Ele nada diz, só respira fundo. Não me incomodo com a presença dele ao meu lado, me sinto bem quando ele está por perto, o único empecilho da nossa relação é que estou consciente da sua intenção amorosa comigo. Sinto que ele é realmente o meu amigo, alguém que eu possa contar mesmo que as nossas mucosas não se interajam. Claro que a nossa relação pode evoluir, mas, só será a amizade. Meu coração pertence a Eva, não o darei falsas esperanças, eu me importo demais com ele para fazer isso com ele.
— Mais tarde, quando formos para a escola, eu saio primeiro e você chega bem depois, tipo atrasado, beleza? Pode ir com o Raimundo, se quiser, irei de skate. — faço alusão a ida a escola. Sei que ele irá para lá, simplesmente, sei.
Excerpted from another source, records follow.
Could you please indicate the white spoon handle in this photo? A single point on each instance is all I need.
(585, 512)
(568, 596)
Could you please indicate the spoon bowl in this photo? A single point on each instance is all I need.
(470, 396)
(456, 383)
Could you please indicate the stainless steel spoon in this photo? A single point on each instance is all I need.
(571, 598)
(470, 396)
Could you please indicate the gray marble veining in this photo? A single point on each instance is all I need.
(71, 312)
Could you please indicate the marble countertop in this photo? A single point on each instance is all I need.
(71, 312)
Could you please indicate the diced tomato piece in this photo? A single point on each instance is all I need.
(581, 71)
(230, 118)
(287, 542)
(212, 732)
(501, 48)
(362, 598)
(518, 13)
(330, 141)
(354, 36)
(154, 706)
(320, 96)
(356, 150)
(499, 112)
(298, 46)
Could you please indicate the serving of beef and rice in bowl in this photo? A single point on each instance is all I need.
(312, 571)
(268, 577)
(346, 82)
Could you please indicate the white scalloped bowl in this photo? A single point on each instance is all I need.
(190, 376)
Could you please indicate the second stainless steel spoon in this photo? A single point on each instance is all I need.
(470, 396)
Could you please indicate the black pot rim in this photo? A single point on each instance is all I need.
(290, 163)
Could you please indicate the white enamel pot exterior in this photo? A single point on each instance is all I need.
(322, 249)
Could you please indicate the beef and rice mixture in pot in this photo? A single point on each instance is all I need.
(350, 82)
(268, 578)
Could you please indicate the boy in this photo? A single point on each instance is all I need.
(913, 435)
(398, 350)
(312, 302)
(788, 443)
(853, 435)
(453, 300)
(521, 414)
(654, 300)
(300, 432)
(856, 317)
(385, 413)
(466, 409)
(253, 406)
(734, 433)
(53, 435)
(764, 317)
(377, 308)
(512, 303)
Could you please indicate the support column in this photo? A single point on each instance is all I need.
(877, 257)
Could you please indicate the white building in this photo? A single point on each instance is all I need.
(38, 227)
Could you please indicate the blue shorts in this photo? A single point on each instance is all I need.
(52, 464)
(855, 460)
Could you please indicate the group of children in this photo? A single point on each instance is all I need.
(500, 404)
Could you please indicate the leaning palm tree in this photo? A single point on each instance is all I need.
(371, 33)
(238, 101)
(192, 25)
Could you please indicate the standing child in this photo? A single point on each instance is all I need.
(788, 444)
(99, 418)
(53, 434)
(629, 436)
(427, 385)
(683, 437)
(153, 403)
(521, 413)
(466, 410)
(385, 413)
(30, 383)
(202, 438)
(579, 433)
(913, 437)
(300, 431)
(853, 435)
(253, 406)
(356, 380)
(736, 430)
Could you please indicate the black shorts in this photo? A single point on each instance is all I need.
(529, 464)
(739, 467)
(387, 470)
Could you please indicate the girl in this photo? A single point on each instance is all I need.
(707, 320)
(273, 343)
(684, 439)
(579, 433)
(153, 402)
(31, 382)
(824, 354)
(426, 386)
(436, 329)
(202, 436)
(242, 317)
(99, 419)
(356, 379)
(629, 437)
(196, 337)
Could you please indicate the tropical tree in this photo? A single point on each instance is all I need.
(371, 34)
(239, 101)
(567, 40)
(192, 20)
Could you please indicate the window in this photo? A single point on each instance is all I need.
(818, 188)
Abro os olhos para fitá-lo e está me olhando calmamente — A garota fez um grande estrago, hein? — refiro-me aos seus machucados também tratados.
— Você também não está tão atrás assim — rio de afirmação já com os olhos pesados.
— Obrigada pelo convite Chris — digo sonolenta, ao mesmo tempo, que tento abrir os olhos.
— Eu sabia que você mudaria de ideia — ele responde coçando a testa também sonolento. Permaneço virada em sua direção quando, finalmente, me rendo ao sono e fecho os meus olhos para não abri-los mais até que eu tenha que bater o cartão na escola.
— Por que uma cereja? — a pergunta vem a minha mente arrastada e concluo que esta não é de minha autoria e sim de Chris. Não respondo a sua pergunta porque me convenço que esta é para si mesmo e logo, permito-me imergir, de fato, nas profundezas do sono.